Wandering around highways in southern Iraq, unable to find out where the battalion was, the reservists began running low on food. They were assigned convoy escort duty by the division and, according to Swarr, they turned this into a gold mine. At the time, lightly armed supply convoys were rolling through the area, their drivers terrified of being ambushed. So, Swarr says, “We put a sign out: ‘Need Convoy Security? Stop Here.’ As soon as they’d stop, we’d bullshit the drivers, tell ’em, ‘Hey, two hours ago a convoy passing through here got ambushed.’ Then we’d ask ’em, ‘What do you got for us? Any MREs, flak vests, water? Hand it over, and we’ll escort you.’”

According to Swarr, Delta Company made out pretty well for a while. Then, in his opinion, the company started going out of control. “Some of the cops in Delta started doing this cowboy stuff. They put cattle horns on their Humvees. They’d roll into these hamlets, doing shows of force—kicking down doors, doing sweeps—just for the fuck of it. There was this little clique of them. Their ringleader was this beat cop, who’s like a corporal back home and a commander out here. He’s like five feet tall, talks like Joe Friday and everyone calls him ‘Napoleon.’ We started to get the idea these guys didn’t want to find the battalion. They knew they’d get their balls stepped on. They were having too much fun being cowboys.

“Some of the other reservists were coming up to us, saying, ‘You’ve got to help us find the battalion. These guys are going to get us killed.’ But there was nothing we could do.”

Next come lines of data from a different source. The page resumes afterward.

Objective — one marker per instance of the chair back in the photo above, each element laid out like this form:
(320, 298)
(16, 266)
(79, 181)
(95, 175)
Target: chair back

Finally, it all came to a head a couple of days ago. “We’re guarding an airfield for chow and water,” Swarr says. “These kids come up selling soda and cigarettes. The ringleaders in Delta decide it would be funny to trade them some porn magazines, which these Iraqi kids had never seen. About an hour later, this elder comes out of a hamlet 400 meters away, yelling and shaking his fist. The kids all scatter. One of them tells us the old man is pissed. He didn’t like kids having porn magazines. The kid says he’s going to get an RPG. Sure enough, the old man comes out of this hut with an RPG, just kind of waving it around.”

Swarr takes a deep breath. “Delta fucking freaks! They lob like twenty-six Mark-19 rounds at the guy. He’s two hundred meters away, and they all miss him. Instead, they light up this friendly village behind him that’s been passing us information.

“I’m just watching this. I didn’t have nothing to shoot at, and I see this old dude dressed like a Marine running past with a flak vest and camera, huffing and puffing. ‘What are they lighting up?’ he asks. ‘Nothing,’ I say. ‘Just some pissed-off Iraqi with an RPG.’ Then I look at the guy I’m talking to, and it’s Ollie North.” (North served as a correspondent for Fox News in Iraq.)

“I’m like, ‘Ollie, how you doing?’” Swarrs continues.

“‘Fucking great.’ He takes a dip and says, ‘This war’s going to be over in seventy-two hours. Saddam’s dead.’

“I’m like, ‘Good to go, Ollie.’

“He huffs off, and this colonel comes out who’s in charge of the airfield, and he’s mad. He’s like, ‘You guys just lit up a friendly village.’